My hunger for romance proved to be my undoing when I allowed myself to be wooed by this deviant aristocrat with wild black hair and a slight limp. His chest and shoulders were broad and strong, his head held high as was his ego. I noticed the wide dimple in his chin deepened when he set his mouth in a grim line. Lord James Carlton was as handsome as a prince of the realm and he knew it. He exuded charm, though I would later discover this show of assuredness and sybaritic demeanor concealed a different side of him that when challenged erupted into a dark, decaying soul.
I knew none of this when I accepted his hasty proposal of marriage. Trying to hide my surprise as well as my girlish pleasure, I fancied myself in love with him and could not admit that what I felt was mere infatuation. What did I know about love? Nothing. What I didn't know I concocted into stories, romantic tales too often centering around an idealized heroine created out of an alchemist's bottle.

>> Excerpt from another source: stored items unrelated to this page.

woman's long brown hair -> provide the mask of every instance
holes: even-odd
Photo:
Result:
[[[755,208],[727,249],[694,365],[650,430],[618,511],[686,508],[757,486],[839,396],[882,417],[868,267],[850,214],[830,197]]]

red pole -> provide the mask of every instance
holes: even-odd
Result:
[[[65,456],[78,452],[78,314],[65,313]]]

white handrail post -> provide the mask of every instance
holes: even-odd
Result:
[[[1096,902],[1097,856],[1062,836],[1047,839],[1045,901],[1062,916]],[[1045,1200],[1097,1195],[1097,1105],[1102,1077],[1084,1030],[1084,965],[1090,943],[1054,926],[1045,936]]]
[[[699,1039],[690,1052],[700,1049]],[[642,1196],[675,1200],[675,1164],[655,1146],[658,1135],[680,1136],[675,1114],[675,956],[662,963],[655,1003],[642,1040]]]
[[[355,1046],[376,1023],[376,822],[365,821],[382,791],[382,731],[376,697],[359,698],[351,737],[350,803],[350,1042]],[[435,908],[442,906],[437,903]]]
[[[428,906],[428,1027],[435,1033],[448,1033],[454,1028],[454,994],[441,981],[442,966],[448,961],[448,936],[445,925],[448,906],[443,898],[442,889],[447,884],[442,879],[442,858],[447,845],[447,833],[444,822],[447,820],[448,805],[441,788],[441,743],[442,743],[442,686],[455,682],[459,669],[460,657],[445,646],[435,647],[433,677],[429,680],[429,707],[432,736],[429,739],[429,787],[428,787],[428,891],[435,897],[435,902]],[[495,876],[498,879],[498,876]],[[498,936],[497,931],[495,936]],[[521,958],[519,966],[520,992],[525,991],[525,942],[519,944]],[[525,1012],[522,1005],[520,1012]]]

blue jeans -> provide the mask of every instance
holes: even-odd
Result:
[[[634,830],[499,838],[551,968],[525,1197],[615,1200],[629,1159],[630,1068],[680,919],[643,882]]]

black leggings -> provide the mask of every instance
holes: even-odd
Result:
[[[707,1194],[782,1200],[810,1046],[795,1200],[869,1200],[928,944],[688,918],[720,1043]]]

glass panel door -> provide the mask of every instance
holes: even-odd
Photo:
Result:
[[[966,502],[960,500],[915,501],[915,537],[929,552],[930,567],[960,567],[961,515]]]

And now this display of bare skin and beautiful breasts and round buttocks askew before my eyes, what God himself had designed to covet the devil's lust, made my mouth drop. How can I explain to you the emotions racing through me? I was a young girl, barely nineteen, and though I rarely admitted it, I was rather naive about the ways of the world save for what enticing books I'd read in this house, their salacious descriptions never matching the rise of anticipation playing out before me. I couldn't take my eyes off the girl's buttocks. Red streaks crisscrossing her cheeks. Long, straight marks. A wild craving hungered deep within me, something I never expected, as if my dark alter ego was enjoying the pleasurable lashing. I never dreamed so innocent an item could induce such a look of pleasure on a young woman's face. Eyes closed, plum lips parted, jaw slackened, head back, glorious red hair tossed to and fro over her pale nude shoulders, her expression could only be described as saintly, as if the blows from the crop erased her sins from her soul and she floated toward the heavens in a state of spiritual ecstasy.
Hail Mary, full of grace...
I envied the freedom she possessed to accept the shadow of her other side, something I dared not do. Though I prided myself on my independence and my modern view of a woman's place in society I was, through no accomplishment of my own, Lady Carlton, wife of Lord James Carlton, his lordship born to Braystone House, a fifteenth-century limestone goliath situated somewhere in the Midlands and unknown to me.
As was this side of my husband.
A mischievous giggle escaped my lips. Who ever dreamed his lordship fancied a taste of the whip for his pleasure?